That, topped off with a collective case of wanderlust, helps explain how Joanne, Nancy and Patty Karl came to own 11 acres of unforgiving Mojave Desert moonscape -- and one 38-foot-tall, blindingly white dome called the Integratron.

Modeled after the Tabernacle that some believe was built by Moses and built atop an unexplained spike in the magnetic field, the place might, or might not, have been imbued with healing powers -- and that’s not all. The dome’s architect also believed that he could harness energy, creating what he called a “proprietary frequency” and distorting the space-time continuum.

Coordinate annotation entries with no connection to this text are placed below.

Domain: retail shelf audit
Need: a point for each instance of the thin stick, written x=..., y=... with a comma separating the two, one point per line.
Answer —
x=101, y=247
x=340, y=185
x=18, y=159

The sisters want to give it a shot. If only they could figure out how to turn the thing on.

More than 1,000 devotees visit each year. About a third are musicians who record here, taking advantage of the wooden dome’s unusual acoustics. Most, however, come to kind of be, and to undergo therapeutic “sound baths,” which Joanne describes as “kindergarten nap time of the third kind.”

“OK,” Joanne says, climbing a steep ladder into the rotunda. “Here we go.”

As you lie on the floor, Joanne begins to circle the rim of quartz bowls with a wooden pestle -- the same principle, she’ll explain later, as when you used to wet your finger and “play” the rims of grandma’s crystal glasses. “Take the deepest breath you’ve taken today,” she says, tenderly.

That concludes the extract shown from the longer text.